The Product. A followup from the Portland team that delivered the similar Twig charging cable that gained over three times its funding goal, the Torso is the spork of charging devices. This all-in-one charging device is an extremely portable charging device for both iPhone and Android devices. At about the length of a thumb and the thickness of a Samsung Galaxy S4, the Torso can easily slide into your pocket discreetly with all your other essentials. The Torso also has moldable legs that allow it to double as a cord-wrapping device and triple as a tripod that props up the phone vertically. (And you’re not one of those folks who take vertical video, right?) Likely due to the thinness of the iPhone Lightning connector — which was not supported by the Twig — the iPhone version has a small grippy head to hold it steady; this reduces the flatness of the form factor somewhat.

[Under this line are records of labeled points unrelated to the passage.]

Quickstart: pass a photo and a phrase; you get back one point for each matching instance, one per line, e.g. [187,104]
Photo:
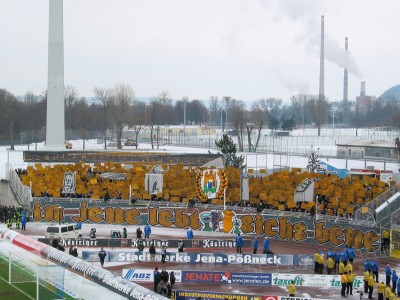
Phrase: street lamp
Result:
[226,99]
[333,121]
[184,99]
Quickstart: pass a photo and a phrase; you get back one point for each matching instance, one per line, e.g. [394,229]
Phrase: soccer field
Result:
[26,289]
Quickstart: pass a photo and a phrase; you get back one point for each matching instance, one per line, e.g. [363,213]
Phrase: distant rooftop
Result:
[369,143]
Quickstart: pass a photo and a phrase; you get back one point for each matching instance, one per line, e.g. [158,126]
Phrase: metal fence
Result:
[378,211]
[23,193]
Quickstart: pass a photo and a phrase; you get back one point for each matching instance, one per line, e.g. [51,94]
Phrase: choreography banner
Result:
[203,258]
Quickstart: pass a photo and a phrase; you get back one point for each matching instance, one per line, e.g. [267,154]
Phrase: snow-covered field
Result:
[253,160]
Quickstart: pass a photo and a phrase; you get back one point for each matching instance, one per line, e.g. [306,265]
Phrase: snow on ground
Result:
[253,160]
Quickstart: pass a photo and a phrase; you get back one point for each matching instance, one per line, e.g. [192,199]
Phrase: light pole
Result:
[333,121]
[184,99]
[226,99]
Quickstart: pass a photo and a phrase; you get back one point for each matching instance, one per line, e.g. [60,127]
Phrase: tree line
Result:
[116,108]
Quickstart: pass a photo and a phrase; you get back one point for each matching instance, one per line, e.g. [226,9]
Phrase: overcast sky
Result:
[246,49]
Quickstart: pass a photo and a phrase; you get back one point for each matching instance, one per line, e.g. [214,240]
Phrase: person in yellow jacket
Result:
[343,280]
[388,290]
[316,268]
[350,280]
[371,283]
[381,290]
[291,289]
[366,275]
[321,264]
[385,238]
[392,296]
[341,268]
[348,268]
[330,264]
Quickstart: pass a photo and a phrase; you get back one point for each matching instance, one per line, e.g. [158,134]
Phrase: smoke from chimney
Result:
[362,93]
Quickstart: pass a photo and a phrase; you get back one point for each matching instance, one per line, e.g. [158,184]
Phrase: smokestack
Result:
[362,93]
[346,79]
[321,63]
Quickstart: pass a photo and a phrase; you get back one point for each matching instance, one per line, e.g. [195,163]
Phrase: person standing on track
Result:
[189,234]
[147,231]
[291,289]
[239,243]
[381,290]
[343,280]
[371,283]
[156,278]
[102,255]
[180,246]
[267,249]
[163,253]
[255,245]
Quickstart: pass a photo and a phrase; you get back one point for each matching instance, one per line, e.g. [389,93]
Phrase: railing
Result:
[367,213]
[23,193]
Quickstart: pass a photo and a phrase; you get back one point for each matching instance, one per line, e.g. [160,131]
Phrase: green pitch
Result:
[22,291]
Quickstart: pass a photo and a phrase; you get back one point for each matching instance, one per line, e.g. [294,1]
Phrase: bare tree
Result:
[214,110]
[121,98]
[237,117]
[299,107]
[257,119]
[318,109]
[103,96]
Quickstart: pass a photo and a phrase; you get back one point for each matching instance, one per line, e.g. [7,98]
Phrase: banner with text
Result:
[204,258]
[314,280]
[146,275]
[117,242]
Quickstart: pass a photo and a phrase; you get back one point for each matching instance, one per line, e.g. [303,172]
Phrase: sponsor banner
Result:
[314,280]
[146,274]
[205,258]
[288,298]
[207,243]
[194,295]
[86,242]
[22,241]
[97,274]
[227,277]
[100,276]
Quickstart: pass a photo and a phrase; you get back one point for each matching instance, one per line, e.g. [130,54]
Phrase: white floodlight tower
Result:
[55,122]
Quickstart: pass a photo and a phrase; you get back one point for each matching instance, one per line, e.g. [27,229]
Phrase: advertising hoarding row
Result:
[203,258]
[97,274]
[194,243]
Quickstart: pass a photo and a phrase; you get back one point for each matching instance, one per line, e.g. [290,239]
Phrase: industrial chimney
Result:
[362,93]
[346,79]
[321,63]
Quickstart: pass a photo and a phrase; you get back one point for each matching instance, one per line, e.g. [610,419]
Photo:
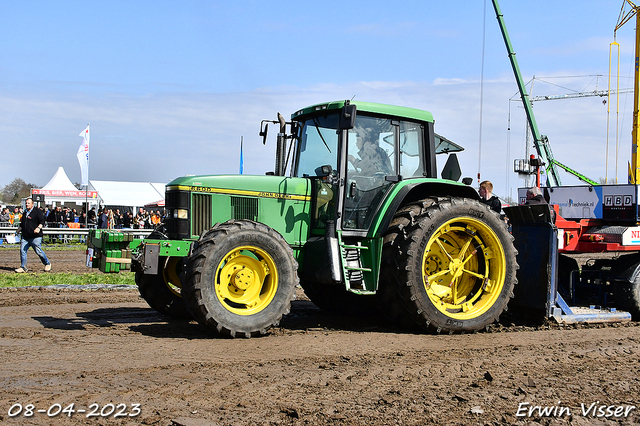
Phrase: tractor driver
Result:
[373,159]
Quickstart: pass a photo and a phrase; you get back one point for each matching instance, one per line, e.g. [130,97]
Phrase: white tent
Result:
[127,194]
[60,181]
[60,190]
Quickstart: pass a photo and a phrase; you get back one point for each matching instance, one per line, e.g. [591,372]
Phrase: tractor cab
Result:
[355,152]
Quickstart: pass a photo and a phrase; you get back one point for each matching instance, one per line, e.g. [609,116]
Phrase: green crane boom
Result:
[541,144]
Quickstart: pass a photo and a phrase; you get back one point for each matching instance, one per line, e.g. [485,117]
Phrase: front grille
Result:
[176,200]
[200,213]
[244,208]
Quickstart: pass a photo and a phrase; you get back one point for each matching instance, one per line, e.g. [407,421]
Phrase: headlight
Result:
[181,214]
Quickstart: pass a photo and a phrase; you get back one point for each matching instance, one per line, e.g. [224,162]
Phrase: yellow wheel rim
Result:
[246,280]
[464,268]
[170,274]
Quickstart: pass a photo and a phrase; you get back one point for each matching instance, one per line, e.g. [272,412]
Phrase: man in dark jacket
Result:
[485,191]
[31,228]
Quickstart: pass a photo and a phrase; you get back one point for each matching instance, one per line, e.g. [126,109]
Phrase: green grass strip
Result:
[45,279]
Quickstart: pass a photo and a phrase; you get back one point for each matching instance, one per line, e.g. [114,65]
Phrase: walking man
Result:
[31,228]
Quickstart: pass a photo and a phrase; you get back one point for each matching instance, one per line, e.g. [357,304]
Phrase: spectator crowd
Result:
[103,218]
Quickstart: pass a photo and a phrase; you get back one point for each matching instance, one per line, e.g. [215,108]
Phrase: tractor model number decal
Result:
[260,194]
[275,195]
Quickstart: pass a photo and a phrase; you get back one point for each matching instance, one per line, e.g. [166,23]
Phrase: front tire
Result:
[241,278]
[451,264]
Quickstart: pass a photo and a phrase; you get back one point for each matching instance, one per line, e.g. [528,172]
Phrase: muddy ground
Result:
[102,347]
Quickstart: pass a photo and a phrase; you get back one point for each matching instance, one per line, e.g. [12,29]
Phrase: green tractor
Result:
[354,213]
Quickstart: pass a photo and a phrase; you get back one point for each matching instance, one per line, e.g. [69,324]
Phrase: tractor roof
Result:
[403,112]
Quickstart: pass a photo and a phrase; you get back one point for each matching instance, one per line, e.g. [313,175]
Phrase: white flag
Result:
[83,156]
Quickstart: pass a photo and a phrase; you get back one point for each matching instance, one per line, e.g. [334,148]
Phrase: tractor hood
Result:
[245,185]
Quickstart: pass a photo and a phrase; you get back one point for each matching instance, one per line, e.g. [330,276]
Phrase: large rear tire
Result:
[240,278]
[451,264]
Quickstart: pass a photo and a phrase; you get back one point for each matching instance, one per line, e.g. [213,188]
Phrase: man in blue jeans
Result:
[31,227]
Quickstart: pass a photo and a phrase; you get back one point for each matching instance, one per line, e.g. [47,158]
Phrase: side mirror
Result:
[348,117]
[323,171]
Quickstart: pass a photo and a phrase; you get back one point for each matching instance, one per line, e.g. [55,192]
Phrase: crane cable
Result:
[606,172]
[484,27]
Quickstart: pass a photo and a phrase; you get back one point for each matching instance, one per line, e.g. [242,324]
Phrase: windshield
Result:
[318,145]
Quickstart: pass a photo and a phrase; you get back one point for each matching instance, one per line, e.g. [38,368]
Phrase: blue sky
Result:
[170,87]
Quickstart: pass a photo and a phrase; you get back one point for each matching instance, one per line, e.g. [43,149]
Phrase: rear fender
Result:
[410,191]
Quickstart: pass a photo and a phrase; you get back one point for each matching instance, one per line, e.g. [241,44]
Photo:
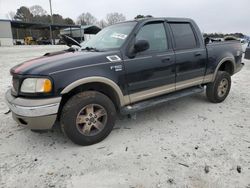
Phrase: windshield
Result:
[110,37]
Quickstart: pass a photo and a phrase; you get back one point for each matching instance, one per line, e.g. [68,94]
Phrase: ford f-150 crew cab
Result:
[125,68]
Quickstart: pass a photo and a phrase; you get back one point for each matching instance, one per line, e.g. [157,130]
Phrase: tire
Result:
[218,90]
[88,117]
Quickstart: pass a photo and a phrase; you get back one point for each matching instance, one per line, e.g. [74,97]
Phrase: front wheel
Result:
[88,117]
[218,90]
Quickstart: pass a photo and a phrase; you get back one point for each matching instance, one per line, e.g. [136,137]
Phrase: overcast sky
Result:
[211,15]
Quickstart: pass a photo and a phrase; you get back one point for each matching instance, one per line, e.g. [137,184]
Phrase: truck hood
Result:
[58,61]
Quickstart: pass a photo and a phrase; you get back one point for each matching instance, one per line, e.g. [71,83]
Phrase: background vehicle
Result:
[30,41]
[125,68]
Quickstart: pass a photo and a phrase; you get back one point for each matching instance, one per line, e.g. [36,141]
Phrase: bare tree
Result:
[11,15]
[102,23]
[115,17]
[86,19]
[37,10]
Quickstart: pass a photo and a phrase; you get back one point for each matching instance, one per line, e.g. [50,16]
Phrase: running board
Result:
[131,109]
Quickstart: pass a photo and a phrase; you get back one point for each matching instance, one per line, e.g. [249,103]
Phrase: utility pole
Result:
[51,34]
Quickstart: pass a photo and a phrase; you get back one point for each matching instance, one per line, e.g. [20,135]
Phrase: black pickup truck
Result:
[125,68]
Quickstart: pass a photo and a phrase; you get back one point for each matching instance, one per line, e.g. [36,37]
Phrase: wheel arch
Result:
[101,84]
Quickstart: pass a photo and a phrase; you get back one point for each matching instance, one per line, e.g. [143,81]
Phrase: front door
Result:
[152,72]
[191,57]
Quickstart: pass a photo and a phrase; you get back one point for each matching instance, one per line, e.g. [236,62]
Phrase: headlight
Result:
[36,85]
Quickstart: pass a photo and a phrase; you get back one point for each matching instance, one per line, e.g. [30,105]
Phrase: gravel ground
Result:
[184,143]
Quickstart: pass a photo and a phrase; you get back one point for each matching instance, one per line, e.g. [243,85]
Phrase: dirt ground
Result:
[184,143]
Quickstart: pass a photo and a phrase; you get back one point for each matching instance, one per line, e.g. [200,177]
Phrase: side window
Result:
[183,35]
[155,34]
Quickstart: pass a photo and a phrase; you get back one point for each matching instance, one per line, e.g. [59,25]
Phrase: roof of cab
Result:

The Pitch. The simple campaign video gets the point across straight away. It starts off by demonstrating the issue we’ve all faced with tangled cords and charging cables, and comparing that to the simplicity that the Torso provides.

The Perks. Backers can pick up the miroUSB verison of the Torso for Android and Windows Phones for $17, a 30-pin version for older iPhones and iPods at $17, and the Lightning version for $25, a bit of a premium over the relatively similar to the $19 price tag of the 0.5 meter charging cable from Apple. Shipment of the Torso to begin in April 2014 — a pretty decent bet considering the team was just a couple of weeks late delivering its first Kickstarter project to which the Torso is so similar.

The Potential. The Torso is a refreshing perspective of what used to be a one dimensional product.  There are cheaper and smaller on-the-go charging cables, but particularly for those up for a quick video chat, it’s a versatile bridge between a nearby USB port and your smartphone.